Friday, 1 April 2016

Around the locality

I have been hammering the local fields around my patch in the hope of an early Wheatear, but so far have drawn a blank. I was however pleased to see that last years breeding Tree Sparrows are back in residence. I had taken the spotting scope on this walk as I was also scanning hedgerow tops for Corn Bunting. 

Plenty of Yellowhammers, which I'm always pleased to see, but the small Corn Bunting flock I observed on occasions through the winter has now dispersed. I expected to see some individuals calling from favored perches proclaiming their territory in the early sunshine. Maybe it's still a little too cold? I expect to see them soon. 

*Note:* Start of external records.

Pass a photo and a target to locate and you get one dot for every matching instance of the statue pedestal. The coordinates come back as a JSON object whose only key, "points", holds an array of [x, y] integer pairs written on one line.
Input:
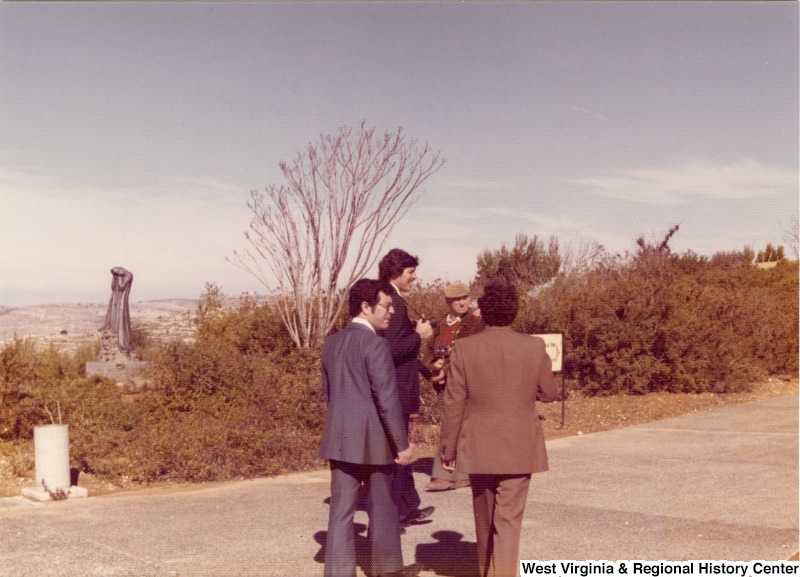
{"points": [[121, 371]]}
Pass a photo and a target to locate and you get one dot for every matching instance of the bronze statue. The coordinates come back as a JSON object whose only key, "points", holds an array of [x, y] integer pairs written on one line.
{"points": [[118, 320]]}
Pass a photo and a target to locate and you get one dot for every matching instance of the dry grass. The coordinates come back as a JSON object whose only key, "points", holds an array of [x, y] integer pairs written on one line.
{"points": [[583, 415]]}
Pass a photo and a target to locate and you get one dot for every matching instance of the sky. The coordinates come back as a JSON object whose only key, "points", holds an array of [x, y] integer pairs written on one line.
{"points": [[131, 134]]}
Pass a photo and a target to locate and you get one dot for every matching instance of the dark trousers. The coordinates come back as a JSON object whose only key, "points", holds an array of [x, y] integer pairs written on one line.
{"points": [[405, 494], [498, 502], [384, 526]]}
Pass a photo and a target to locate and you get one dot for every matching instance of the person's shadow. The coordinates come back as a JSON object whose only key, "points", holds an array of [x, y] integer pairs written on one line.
{"points": [[362, 547], [423, 465], [449, 556]]}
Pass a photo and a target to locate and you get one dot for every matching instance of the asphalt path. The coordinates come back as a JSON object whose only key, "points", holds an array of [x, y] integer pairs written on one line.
{"points": [[721, 484]]}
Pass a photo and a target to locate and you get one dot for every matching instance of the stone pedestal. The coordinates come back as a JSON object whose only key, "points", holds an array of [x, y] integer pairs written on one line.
{"points": [[120, 371], [51, 459]]}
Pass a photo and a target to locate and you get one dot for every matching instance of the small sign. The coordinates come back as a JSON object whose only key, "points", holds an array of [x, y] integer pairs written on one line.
{"points": [[553, 344]]}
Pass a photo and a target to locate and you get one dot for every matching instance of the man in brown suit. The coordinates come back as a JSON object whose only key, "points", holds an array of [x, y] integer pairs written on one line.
{"points": [[491, 428], [459, 322]]}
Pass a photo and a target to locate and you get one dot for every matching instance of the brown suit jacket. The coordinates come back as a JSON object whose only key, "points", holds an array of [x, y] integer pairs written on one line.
{"points": [[490, 423], [469, 325]]}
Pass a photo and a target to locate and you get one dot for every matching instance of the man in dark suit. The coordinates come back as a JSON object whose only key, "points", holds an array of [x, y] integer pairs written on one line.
{"points": [[491, 428], [364, 435], [405, 337]]}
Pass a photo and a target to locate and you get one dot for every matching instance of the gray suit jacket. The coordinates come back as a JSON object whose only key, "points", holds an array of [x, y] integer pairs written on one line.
{"points": [[364, 424], [404, 343]]}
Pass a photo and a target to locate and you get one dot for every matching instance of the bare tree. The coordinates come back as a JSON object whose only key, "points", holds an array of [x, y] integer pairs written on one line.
{"points": [[322, 230], [528, 263], [791, 236]]}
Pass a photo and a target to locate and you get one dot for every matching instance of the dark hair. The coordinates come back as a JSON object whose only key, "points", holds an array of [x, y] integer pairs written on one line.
{"points": [[499, 304], [365, 290], [394, 263]]}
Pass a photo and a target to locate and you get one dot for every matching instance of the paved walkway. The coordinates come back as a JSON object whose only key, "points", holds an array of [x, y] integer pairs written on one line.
{"points": [[721, 484]]}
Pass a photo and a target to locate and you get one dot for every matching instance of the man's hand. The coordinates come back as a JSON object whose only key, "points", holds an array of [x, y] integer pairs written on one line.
{"points": [[404, 457], [424, 329], [439, 377]]}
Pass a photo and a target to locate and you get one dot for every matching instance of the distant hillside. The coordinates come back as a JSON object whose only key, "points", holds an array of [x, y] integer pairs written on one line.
{"points": [[67, 325]]}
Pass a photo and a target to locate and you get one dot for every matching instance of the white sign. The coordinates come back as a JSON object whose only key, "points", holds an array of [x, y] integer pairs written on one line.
{"points": [[554, 347]]}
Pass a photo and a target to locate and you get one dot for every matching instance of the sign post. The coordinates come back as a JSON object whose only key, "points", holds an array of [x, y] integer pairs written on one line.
{"points": [[554, 345]]}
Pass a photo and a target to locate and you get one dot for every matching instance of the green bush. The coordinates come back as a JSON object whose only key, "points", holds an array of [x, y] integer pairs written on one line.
{"points": [[677, 323], [243, 401]]}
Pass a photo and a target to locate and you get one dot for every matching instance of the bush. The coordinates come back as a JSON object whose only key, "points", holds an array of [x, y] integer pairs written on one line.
{"points": [[677, 323]]}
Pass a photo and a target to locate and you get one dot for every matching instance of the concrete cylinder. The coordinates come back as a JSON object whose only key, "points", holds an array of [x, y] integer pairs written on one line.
{"points": [[51, 456]]}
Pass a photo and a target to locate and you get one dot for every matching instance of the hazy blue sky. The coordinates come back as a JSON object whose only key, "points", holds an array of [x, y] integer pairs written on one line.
{"points": [[132, 134]]}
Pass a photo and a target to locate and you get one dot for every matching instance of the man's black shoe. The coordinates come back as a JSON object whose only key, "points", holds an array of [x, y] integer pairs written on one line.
{"points": [[407, 571], [417, 515]]}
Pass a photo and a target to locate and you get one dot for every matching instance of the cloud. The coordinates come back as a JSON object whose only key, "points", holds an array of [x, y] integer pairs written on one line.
{"points": [[591, 113], [678, 184]]}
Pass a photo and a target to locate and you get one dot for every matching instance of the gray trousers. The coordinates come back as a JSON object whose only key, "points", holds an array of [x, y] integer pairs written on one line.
{"points": [[386, 554]]}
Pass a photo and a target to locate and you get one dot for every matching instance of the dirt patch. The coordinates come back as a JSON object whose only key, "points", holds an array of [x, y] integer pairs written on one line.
{"points": [[582, 415]]}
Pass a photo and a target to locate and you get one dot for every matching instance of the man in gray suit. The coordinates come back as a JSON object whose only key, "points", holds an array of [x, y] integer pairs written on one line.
{"points": [[399, 269], [364, 435]]}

I put the scope to use and attached my camera to try and get some pictures of the Tree Sparrows without getting to close and spooking them. 

Later in the week while out enjoying some sunshine, even though temperatures struggled to rise I was lucky enough to get close enough to a feeding Muntjac deer. I held my breath and hoped the shutter sounds from my camera wouldn't spook it. It hung around and I managed a few shots I am pleased with. 


Saturday mornings walk was cut short due to rain. Pete and I were checking an area we occasionally visit to see if Tree Sparrows are also breeding there. There are a few about, but not as many as in our other colony. I would like to think they may also breed here. Will have another look in better weather conditions. As a bonus, we saw our first local Hare of the year as it put some distance between us across the fields.

At some ungodly hour in the early hours of Sunday morning, I went to see if any badgers were about. I arrived in the dark and quietly made my way towards one of their favored areas. As soon as I entered the first field I heard some chattering coming from directly in front of me and only about 80 yards out. I slowly raised my binoculars (it’s amazing just how much more you can see in the dark using them) and there, still chattering away were two badgers rolling around play fighting in the field. They took turns chasing each other, like a game of badger tig, one would catch the other, they would roll about loudly chattering and then one would take off at full flight with the other in pursuit. I watched this until they got bored or too exhausted to carry on and they wandered off. I headed to another area I thought they may visit on their travels and set up the camera. I then took up a comfortable viewpoint downwind and waited to see what unfolded.

— The outcome was pretty poor. Nothing captured on camera and visibility down to a few feet in the darkness due to rain and low lying mist. I had another brief badger sighting, but it soon disappeared into the mist and gloom.  I gave it up as a bad job and headed back home for a much needed nap.